Sen hangi yemek kitaplarını beğeniyorsun?
Bende yemek kitabı koleksiyonu var. Büyük şeflerin kitaplarını çok beğeniyorum, Thierry Marx, Frederick Grasser Herme. Moleküler mutfak hakkında kitaplar çok ilgimi çekiyor. Ferran Adria’yı seviyorum.
En güzel hangi yemeği yaparsın peki?
En güzel Hindistan cevizli körili tavuk ve safranlı pilav yaptığımı söylerler.

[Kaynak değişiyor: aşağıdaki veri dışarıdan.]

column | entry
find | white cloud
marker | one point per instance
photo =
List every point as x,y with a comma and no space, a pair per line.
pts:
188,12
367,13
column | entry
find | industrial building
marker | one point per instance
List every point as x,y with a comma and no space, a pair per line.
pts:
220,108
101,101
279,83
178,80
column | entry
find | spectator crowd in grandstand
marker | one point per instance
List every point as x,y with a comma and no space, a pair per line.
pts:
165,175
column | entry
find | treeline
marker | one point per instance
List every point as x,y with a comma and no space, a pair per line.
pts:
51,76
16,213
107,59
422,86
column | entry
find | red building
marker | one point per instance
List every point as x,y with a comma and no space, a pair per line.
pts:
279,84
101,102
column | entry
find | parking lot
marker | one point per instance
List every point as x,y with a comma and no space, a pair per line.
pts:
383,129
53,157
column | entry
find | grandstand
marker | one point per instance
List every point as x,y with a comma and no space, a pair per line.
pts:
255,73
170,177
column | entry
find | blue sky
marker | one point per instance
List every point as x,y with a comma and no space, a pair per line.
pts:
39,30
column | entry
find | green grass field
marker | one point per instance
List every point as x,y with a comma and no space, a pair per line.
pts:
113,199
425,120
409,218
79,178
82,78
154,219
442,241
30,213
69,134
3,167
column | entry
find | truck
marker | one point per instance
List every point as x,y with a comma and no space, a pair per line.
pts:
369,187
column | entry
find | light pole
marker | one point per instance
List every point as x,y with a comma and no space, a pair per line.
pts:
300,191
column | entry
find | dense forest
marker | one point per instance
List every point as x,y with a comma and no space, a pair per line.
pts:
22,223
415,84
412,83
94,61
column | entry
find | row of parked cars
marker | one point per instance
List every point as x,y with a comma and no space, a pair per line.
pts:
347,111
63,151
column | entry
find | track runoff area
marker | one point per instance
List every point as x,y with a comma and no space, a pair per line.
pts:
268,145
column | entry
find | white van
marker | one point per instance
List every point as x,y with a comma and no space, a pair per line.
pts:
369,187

Bir de çok meşhur Haiti usulü bizim ıslak keke benzeyen bir çikolatalı pastam var.
Yemek pişirmenin püf noktası nedir?
Bilgi ve hayal gücü… Her şeyden önce bu sanata merak ve aşk… Her yemek pişirme deneyiminden mutlaka bir şey öğrenilir. Malzemeler, bunların nerede ve nasıl kullanılacağı, pişirme teknikleri. Zamanla önünüze gelen tarifleri özgünleştirmeye ve değiştirmeye başlarsınız. Benim sevdiğim de zaten bu şekilde yenilikler yaratmak ve klasik de olsa her yemeği kendime özgü biçimde, belki yeni bir tat ile yapabilmeyi becermek.
Dünyada ve Türkiye’de eğlence trendi nereye doğru gidiyor?
Yurt dışında eğlence demek birçok aktiviteyi kapsıyor. Bu yönüyle de orada yaşamak bana daha çok hitap ediyor. Nedense Türkiye’de akla gelen ilk şey ise gece hayatı… Türkiye gece hayatı konusunda bence birçok ülkeye göre ileride. Kulüplerin tasarımı, insanları eğlendirme biçimleri ve müzikleri çok başarılı. Ben şahsen yurt dışında gece hayatını tercih ediyorum. Çünkü bence insanlar orada eğlenmeyi daha iyi biliyorlar. Burada öyle ya da böyle, herkes birbirini tanıdığından olsa gerek biraz psikolojik baskı oluyormuş gibi geliyor.
Senin bir işletme açma hayalin var mı?
Elbette ama acele etmiyorum. Kafamda beliren projeler var. Ancak daha hayata geçirmek için erken olduğunu düşünüyorum.
İlk aşk, her ilişkim gibi bir rol belirledi, beni olgunlaştırdı. Her aşk, bir nevi ilk aşktır, çünkü herkesi ayrı biçimde seversiniz. Şu ana kadar kimseye aynı duyguları beslemedim.
Aşk acısı çektin mi?
Evet çektim ve her şeyi sonuna kadar yaşadım. Hiçbir zaman aşkın doğuracağı acıdan korkmadım ve bu bana çok şey kazandırdı.
En büyük silahın...
Mantık.
Ne kadar cesursun ilişkilerinde?
Cesaret hiçbir şeyden korkmamak demek değildir. Akıllı insan, tartar, değerlendirir ona göre bir seçim yapar. Cesur insan riskleri göze alabilendir, ben de bu durumda cesur bir insan oluyorum sanırım.
Erkekleri anladığını düşünür müsün?
Çok fazla erkek arkadaşım var. Ben de biraz erkek gibiyim. O yüzden anladığıma inanıyorum, hatta genelde kızları anlamakta güçlük çektiğim oluyor diyebilirim.